Several years ago my siblings and I threw a series of 40th anniversary parties for my parents. One was a fancy dinner prepared by my brother-in-law with their closest friends from their Santa Barbara days (1970-1980) who they don't get to see very often and always claim are their bestest friends ever. Second was a dessert party for their close friends. (A dessert party, who could have come up with such an awesome idea??) And the third, I don't think ever happened. It was supposed to be a get together with my dad's sister and her family but those gatherings are often talked about but never executed.
About that dessert party, this is one of the desserts I made. And I wanted to make a summery dessert when I hosted my book club tonight, so I finally settled on this recipe.
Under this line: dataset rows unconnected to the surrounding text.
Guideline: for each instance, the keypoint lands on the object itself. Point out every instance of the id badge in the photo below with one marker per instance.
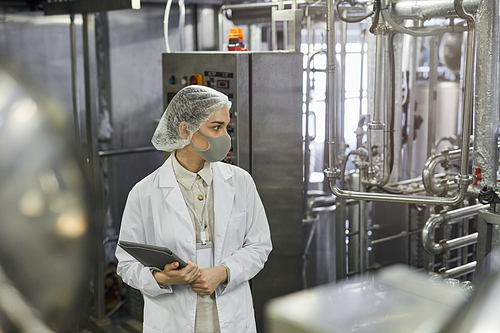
(205, 255)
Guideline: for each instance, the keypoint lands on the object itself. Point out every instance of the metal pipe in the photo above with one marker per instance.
(307, 140)
(429, 170)
(411, 108)
(402, 234)
(330, 72)
(363, 221)
(419, 32)
(74, 82)
(451, 217)
(363, 36)
(463, 180)
(432, 93)
(427, 9)
(487, 115)
(460, 270)
(445, 158)
(459, 242)
(124, 151)
(182, 24)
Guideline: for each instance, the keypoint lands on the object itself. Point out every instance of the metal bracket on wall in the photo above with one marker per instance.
(56, 7)
(292, 36)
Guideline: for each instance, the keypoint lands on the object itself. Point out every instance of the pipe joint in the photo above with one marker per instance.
(332, 173)
(488, 195)
(463, 180)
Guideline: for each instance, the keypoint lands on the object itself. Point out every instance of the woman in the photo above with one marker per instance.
(208, 213)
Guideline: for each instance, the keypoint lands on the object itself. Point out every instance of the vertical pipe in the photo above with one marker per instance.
(92, 116)
(380, 73)
(411, 109)
(343, 56)
(219, 30)
(487, 92)
(340, 215)
(74, 84)
(182, 24)
(469, 94)
(330, 71)
(363, 219)
(307, 153)
(363, 35)
(431, 116)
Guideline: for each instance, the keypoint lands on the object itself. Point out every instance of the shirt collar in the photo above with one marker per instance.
(187, 178)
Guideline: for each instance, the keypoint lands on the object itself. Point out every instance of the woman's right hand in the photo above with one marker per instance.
(171, 275)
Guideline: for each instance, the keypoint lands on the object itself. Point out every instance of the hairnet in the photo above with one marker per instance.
(192, 104)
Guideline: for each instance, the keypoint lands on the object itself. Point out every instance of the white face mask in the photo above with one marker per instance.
(217, 148)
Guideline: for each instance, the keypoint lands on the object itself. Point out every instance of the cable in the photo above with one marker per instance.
(165, 24)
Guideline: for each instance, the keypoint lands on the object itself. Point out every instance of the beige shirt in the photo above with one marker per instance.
(194, 187)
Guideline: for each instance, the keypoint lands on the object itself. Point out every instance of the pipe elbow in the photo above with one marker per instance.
(428, 235)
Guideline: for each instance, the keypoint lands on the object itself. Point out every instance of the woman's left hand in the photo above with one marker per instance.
(209, 280)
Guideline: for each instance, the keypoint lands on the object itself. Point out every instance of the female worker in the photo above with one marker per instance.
(208, 213)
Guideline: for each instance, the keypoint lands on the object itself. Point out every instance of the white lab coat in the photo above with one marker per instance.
(156, 214)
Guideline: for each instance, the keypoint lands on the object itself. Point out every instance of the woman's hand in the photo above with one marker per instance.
(171, 275)
(209, 279)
It's supposed to make a sheet cake but since I'm terrible at applying frosting to cakes and cupcakes are the new black, I made them into cupcakes. Here they are:
Lemon Cupcakes (original recipe from here)
1 box (18.25 oz.) lemon cake mix
1 can (15.75 oz.) lemon pie filling (my can was larger, so I put about a TBSP into the icing)
3 oz. cream cheese, softened
1/2 cup butter, softened
2 cups confectioner's sugar
1 1/2 tsp. vanilla (I did about 1 tsp. lemon juice and 1/2 tsp. vanilla to make it more lemony)
In a large mixing bowl, beat the cake mix and eggs until well blended. Fold in pie filling. Fill cupcake liners 3/4 full of batter. (I used a cookie dough scoop and a half to pour the batter into cupcake liners. I saw this on Paula Deen at our hotel in South Dakota for the 4 1/2 minutes of the show I watched). Bake at 350 for 12-15 minutes or until a toothpick inserted comes out clean. Cool on a wire rack.
In a small mixing bowl, beat cream cheese, butter and confectioner's sugar until smooth. Stir in vanilla (and lemon juice and spoonful of pie filling). Frost cupcakes (I used this). Store in refrigerator. (Everything I've read about this recipe says that they are much better cold.)
Makes about 2 dozen standard sized cupcakes.